Setiap post-post waktu dalam dua puluh empat jam sejatinya perlu diisi dengan bijaksana. Seimbang antara kerja, keluarga, pribadi, dan Allah SWT. Mudahnya; sediakanlah waktu untuk untuk urusan hablun minallah (hubungan dengan Allah), hablun minannas (hubungan manusia), hablun minannfsi (hubungan dengan diri sendiri) dan hablun maal biah (hubungan dengan lingkungan). Bahkan, orang-orang primitif tahu betul bagaimana menyelaraskan kehidupan dengan alam.

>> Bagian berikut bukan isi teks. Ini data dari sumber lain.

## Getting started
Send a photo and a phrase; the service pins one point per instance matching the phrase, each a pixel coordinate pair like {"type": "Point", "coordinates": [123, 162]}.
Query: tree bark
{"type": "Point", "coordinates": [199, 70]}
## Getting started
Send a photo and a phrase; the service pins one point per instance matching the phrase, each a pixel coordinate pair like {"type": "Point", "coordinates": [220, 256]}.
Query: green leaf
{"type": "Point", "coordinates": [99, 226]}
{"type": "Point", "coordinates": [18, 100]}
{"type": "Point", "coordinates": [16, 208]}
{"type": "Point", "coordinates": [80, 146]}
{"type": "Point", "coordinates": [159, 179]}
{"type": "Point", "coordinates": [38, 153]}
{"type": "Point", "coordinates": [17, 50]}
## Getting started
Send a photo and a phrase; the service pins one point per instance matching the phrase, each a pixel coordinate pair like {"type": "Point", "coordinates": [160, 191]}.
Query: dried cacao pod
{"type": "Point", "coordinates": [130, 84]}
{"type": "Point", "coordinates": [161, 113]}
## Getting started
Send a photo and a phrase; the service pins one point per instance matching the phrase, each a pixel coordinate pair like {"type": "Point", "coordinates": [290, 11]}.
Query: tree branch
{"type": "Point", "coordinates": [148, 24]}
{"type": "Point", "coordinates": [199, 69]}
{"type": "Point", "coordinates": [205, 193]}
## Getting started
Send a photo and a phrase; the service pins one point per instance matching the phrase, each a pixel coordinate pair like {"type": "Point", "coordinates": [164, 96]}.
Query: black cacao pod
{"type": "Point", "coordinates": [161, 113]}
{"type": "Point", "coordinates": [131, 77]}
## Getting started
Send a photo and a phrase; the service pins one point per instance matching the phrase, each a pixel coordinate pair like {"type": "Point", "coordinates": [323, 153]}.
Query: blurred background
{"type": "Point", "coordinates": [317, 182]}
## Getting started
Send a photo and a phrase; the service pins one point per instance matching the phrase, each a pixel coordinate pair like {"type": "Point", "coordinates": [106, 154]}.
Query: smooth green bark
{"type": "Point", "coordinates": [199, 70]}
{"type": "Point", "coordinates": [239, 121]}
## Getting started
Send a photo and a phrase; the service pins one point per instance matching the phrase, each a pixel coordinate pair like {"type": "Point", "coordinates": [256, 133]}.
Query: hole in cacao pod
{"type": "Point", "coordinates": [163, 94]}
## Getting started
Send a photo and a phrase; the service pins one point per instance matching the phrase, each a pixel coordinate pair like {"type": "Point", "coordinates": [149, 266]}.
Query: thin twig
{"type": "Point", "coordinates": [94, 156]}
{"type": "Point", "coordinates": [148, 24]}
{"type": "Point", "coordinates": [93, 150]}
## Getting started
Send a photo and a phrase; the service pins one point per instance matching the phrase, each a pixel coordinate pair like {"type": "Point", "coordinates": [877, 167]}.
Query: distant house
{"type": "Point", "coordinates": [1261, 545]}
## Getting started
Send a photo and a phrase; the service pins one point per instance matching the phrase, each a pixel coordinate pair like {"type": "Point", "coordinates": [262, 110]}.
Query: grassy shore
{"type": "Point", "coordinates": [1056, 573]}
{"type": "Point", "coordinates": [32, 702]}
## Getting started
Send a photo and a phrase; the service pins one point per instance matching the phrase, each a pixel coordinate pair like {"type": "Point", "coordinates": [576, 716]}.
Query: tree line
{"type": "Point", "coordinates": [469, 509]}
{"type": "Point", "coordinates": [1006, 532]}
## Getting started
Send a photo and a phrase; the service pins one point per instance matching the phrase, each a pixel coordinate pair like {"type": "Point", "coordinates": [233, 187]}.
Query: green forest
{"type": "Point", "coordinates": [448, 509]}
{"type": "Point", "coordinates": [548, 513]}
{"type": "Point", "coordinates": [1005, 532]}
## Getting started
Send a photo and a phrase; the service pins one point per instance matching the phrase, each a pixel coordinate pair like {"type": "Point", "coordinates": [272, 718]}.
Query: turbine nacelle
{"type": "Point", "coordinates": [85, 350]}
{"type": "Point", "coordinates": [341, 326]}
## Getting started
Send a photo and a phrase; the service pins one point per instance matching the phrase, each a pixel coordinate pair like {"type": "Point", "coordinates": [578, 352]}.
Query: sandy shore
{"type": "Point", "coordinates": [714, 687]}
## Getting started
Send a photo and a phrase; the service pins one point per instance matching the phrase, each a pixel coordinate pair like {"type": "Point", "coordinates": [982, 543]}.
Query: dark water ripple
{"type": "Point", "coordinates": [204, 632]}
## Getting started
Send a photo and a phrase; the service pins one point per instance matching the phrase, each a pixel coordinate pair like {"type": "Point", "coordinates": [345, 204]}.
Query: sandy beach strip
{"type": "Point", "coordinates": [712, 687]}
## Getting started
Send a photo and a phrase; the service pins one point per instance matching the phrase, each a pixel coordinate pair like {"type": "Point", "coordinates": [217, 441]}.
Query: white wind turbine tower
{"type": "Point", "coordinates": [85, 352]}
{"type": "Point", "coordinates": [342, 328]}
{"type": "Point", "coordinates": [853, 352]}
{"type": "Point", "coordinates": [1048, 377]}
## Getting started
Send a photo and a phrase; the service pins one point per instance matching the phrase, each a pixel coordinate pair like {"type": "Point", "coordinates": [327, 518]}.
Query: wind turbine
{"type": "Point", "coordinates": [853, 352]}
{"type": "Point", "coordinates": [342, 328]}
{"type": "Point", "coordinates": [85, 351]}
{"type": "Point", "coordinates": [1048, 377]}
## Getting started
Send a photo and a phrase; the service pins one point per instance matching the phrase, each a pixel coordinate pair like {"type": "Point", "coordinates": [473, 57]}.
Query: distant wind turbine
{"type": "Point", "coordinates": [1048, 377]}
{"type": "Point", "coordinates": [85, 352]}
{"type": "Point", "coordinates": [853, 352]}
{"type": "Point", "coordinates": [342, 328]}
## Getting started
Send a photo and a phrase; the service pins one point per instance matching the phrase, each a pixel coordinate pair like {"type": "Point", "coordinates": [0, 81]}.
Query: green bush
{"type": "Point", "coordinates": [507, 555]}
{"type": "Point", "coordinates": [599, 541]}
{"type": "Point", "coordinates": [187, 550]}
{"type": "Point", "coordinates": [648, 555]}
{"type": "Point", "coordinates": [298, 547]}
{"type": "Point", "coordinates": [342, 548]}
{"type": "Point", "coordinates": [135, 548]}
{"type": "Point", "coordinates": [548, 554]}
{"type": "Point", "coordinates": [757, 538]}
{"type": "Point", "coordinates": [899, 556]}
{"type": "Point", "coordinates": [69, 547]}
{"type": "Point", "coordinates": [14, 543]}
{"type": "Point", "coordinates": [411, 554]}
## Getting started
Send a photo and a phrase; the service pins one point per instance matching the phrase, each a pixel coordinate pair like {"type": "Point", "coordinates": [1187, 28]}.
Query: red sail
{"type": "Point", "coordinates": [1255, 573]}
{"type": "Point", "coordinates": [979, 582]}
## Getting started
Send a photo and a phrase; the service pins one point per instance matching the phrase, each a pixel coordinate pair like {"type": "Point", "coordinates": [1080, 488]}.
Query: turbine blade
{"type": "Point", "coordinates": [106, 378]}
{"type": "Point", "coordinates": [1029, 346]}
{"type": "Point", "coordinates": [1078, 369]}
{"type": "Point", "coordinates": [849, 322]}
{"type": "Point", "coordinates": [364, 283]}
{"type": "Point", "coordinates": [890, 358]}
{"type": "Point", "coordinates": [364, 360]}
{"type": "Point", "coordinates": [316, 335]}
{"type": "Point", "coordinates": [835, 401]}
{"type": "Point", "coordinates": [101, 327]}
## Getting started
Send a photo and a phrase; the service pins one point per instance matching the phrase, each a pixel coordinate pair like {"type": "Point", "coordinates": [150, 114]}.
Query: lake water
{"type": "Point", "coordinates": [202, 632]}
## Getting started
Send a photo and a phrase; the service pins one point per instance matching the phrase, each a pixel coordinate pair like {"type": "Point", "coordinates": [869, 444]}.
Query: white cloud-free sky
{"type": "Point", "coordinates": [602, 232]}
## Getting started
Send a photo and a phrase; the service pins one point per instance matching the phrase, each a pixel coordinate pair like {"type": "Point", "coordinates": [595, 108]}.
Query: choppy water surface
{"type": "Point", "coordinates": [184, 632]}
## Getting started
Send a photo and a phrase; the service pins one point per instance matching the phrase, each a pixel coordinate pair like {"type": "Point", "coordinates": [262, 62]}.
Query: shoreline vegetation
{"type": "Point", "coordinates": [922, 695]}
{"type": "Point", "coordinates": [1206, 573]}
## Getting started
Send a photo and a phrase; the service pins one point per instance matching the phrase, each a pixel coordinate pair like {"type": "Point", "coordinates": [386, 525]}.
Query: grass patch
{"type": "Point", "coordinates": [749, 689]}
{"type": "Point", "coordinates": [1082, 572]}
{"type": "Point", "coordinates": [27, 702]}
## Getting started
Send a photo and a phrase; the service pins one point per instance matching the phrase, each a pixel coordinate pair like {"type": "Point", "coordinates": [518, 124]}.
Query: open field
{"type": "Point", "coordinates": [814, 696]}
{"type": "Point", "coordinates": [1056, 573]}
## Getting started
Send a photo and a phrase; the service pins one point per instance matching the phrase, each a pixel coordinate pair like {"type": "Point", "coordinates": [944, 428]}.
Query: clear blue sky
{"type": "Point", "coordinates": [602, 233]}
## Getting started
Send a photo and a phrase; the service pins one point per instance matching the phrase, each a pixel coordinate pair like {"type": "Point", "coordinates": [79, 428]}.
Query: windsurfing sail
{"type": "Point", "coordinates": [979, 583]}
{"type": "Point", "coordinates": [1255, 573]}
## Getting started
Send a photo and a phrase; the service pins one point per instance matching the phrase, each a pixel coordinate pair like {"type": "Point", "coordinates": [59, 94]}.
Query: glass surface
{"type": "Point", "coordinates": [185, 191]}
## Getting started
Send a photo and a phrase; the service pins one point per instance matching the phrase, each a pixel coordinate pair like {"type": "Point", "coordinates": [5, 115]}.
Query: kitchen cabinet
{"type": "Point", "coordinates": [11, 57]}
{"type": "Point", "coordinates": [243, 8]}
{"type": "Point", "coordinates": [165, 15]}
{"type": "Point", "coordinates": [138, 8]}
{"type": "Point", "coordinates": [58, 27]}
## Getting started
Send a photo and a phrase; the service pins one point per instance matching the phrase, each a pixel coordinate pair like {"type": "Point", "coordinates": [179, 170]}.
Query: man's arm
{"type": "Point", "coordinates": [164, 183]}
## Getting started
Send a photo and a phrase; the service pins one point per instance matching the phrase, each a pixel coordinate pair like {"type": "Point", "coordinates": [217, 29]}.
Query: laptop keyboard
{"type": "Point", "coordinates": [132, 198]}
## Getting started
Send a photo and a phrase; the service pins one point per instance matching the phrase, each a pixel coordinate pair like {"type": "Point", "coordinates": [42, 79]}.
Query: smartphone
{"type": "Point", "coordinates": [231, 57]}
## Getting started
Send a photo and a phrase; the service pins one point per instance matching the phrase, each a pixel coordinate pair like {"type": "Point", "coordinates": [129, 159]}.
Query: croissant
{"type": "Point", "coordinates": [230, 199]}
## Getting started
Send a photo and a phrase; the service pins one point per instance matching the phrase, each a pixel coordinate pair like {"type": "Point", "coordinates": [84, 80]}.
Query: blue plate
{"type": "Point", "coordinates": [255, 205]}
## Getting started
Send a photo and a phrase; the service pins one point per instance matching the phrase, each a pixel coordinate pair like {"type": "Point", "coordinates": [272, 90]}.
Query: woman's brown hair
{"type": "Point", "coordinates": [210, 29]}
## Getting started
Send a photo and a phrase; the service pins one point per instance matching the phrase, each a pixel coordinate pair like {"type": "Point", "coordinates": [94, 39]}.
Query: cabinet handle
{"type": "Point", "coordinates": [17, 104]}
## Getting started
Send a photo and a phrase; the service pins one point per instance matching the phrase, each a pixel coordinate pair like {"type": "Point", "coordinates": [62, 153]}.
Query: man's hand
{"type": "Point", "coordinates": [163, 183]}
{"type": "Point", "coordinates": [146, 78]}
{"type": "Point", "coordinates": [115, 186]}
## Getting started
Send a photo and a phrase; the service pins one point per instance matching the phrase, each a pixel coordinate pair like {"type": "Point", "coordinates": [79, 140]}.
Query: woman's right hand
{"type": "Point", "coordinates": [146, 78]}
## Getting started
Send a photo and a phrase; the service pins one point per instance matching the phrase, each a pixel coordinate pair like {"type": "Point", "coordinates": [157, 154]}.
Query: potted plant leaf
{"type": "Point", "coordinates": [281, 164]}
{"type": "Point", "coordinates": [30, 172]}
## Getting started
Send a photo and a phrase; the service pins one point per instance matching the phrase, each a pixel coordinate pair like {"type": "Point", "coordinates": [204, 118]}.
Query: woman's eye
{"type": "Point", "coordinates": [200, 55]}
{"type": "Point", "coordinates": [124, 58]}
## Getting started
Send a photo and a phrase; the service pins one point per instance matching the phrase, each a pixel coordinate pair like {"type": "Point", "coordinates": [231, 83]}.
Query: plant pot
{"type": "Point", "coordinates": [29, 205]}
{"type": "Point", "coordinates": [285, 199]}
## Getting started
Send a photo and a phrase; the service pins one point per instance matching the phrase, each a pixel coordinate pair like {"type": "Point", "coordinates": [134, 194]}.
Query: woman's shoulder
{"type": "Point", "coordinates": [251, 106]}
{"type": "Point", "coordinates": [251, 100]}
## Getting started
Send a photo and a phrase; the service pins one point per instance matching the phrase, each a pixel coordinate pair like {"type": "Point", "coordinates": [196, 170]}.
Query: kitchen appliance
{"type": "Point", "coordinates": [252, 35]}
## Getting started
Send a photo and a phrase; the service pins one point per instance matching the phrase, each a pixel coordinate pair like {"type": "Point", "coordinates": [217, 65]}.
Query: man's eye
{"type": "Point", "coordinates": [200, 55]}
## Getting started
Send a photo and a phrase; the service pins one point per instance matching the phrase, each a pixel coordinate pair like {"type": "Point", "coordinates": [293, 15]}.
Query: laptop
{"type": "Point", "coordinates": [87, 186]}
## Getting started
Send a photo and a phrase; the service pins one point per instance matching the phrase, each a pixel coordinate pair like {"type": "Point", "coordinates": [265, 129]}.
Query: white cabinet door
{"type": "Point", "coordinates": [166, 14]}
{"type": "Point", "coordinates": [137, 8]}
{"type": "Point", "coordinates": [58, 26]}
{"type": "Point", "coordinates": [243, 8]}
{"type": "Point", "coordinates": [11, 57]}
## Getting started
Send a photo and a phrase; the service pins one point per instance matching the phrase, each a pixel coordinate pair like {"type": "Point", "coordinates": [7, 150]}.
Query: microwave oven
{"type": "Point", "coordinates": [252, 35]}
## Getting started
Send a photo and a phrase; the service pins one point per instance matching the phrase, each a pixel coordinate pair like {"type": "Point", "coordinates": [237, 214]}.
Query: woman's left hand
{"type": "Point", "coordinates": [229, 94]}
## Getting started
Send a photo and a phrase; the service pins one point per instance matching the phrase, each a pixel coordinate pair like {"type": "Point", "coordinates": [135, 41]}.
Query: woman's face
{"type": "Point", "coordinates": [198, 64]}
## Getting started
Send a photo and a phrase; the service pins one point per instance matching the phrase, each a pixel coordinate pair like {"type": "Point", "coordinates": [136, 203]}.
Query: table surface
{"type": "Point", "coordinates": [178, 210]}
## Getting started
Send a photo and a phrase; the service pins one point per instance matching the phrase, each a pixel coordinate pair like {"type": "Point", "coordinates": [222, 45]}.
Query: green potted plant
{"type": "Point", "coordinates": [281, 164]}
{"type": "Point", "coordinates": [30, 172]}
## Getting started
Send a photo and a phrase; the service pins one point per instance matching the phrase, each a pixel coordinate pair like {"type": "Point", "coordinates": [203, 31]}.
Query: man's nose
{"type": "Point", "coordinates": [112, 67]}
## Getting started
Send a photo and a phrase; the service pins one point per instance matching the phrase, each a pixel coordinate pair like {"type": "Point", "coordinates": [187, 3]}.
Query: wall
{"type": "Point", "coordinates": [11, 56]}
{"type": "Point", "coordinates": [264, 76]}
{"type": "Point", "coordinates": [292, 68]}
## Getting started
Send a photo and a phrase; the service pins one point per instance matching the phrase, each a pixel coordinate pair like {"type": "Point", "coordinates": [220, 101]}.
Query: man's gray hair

Ketika bagian-bagian ini tidak diisi dengan baik, atau berpihak sebelah maka akan terjadi ketidakseimbangan yang mengakibatkan sisi lain kehidupan terganggu. Terlalu banyak liburan bisa menjadikan urusan kantor berantakan, keluarga terbengkalaikan karena persediaan uang menipis. Banyak kerja akan menyebabkan pikiran mengkerut. Konon, negara kita tercinta ini memiliki jam kerja tinggi dibanding negara-negara lain di dunia. Yaitu, 40 jam per-minggu. Apapun itu, kalau berlebihan tidaklah baik.
Tapi sebenarnya, kalau rumah tangga kita itu baik maka itulah tempat wisata terbaik. Tidak perlu healang-healing ke jauh-jauh tempat. Semboyan baiti jannati (rumahku surgaku) bukanlah suatu isapan jempol. Bayangkan, dan itulah surga dunia. Istri atau suami yang menjalankan kewajibannya masing-masing, maka Allah akan memanbahkan mawaddah warrahmah (saling kasih sayang). Anak yang berbakti kepada orang tua merupakan qurrata ain (enak dipandang). Semua kewajiban dilaksanakan dengan baik. Sejuk rasanya.
Percuma healing ke Eropa, ke Amerika, ke Australia kalau tiba-tiba nyampek rumah kemudian cekcok sama anggota keluarga. KDRT, pekerjaan berjibun. Berdzikir akan menenangkan hati, keluarga bersama-sama berdzikir kepada Allah SWT. Itu semua akan terwujud tergantung dari kepala keluarga dan ibu. InsyaAllah, dengan usaha yang luar biasa rumah itu akan menjadi surga (baiti jannati).
Waktu bukan melulu bagaimana harus mengisinya, tetapi hati orang yang bersih tentu akan berbeda dalam memanfaatkannya. Mereka yang memiliki prioritas keuangan, tentu waktu dihabiskan untuk yang demikian. Mereka yang konsen dalam dunia pendidikan, tentu akan dihabisi untuk mengatasi masalah pendidikan. Pun demikian, dalam hidup orang hedonis, ia akan terus menerus bersenang-senang.
Pada akhirnya, bukan tempat yang dituju, bukan tempat wisata di mana harus berlabuh. Tetapi, bagaimana kehidupan waktu hariannya dipenuhi dengan hal yang membahagiakan atau tidak. Jauh-jauh keuangan menjadi habis hanya bersenang-senang sesaat. Kan lebih baik hati dipenuhi dengan memberi kepada sesama, kepada mereka yang sangat membutuhkan.
Makanan, shoping, atau healing tidak akan mampu mengubah hati yang kalut dalam arti maknawi. Meski bisa, itu pun hanya sesaat yang nantinya akan datang kekalutan lagi. Hal ini hanya akan dipenuhi dengan hati yang lapang, tidak terlalu memikirkan ucapan orang tetapi berusaha sekuat tenanga memaksimalkan segenap upaya. Boleh saja berlibur, tetapi jangan lupa surga sesungguhnya ada di dalam hati yang tenang dan bersih.
Semua mungkin setuju atau tidak. Namun kabahagiaan adalah suatu kebutuhan yang tak bisa ditawar-tawar. Tidak dengan hanya berlibur, tetapi menghibur hati yang kalut dengan berdzikir, dan mendekatkan diri kepada Allah SWT. Allah pemilik segala keindahan di dunia ini.